Concepedia

Publication | Open Access

How Should Consumers' Willingness to Pay Be Measured? An Empirical Comparison of State-of-The-Art Approaches

260

Citations

1

References

2011

Year

TLDR

The study compares four common willingness‑to‑pay measurement methods—open‑ended, choice‑based conjoint, Becker‑DeGroot‑Marschak, and incentive‑aligned conjoint—to real purchase data. Using a five‑in‑one design, the authors benchmark each method against real purchases, evaluating statistical fit and decision‑relevant performance. BDM and incentive‑aligned conjoint satisfy statistical and decision tests, reveal higher price sensitivity and many none‑choices in incentive‑aligned settings, and suggest that open‑ended and standard conjoint can still yield accurate demand curves despite hypothetical bias.

Abstract

This study compares the performance of four commonly used approaches to measure consumers’ willingness to pay (WTP) to real purchase data (REAL): the open-ended question format (OE), choice-based conjoint analysis (CBC), the incentive-compatible mechanism proposed by Becker, DeGroot, and Marschak (1964) (BDM), and incentive-aligned choice-based conjoint analysis (ICBC). With this five-in-one approach, we test the relative strengths of the four measurement methods, using REAL as the benchmark, on the basis of statistical criteria as well as decision-relevant metrics.
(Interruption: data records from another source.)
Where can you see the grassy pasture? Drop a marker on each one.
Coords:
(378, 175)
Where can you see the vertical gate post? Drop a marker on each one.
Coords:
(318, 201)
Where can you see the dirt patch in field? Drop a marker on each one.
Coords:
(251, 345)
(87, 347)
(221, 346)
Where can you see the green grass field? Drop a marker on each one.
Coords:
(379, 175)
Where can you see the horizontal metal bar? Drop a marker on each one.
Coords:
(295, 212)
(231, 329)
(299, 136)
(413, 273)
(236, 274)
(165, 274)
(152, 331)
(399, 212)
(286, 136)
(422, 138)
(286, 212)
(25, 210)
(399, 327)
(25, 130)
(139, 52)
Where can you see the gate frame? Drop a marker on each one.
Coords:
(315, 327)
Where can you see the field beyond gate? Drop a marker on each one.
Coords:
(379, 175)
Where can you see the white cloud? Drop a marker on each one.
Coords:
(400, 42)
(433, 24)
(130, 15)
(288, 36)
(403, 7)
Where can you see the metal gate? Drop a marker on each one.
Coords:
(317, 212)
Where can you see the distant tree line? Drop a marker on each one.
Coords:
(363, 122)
Our results indicate that BDM mechanism and incentive-aligned conjoint analysis can pass statistical and decision-oriented tests. We find respondents to be more price sensitive in incentive-aligned settings than in non-incentive-aligned settings and the real purchase setting. We further find a large number of none-choices under incentive-aligned conjoint analysis in comparison to hypothetical conjoint analysis. Our study also uncovers an intriguing possibility: even when the open-ended question format and choice-based conjoint analysis generate hypothetical bias, they may still lead us to the right demand curves and right pricing decisions.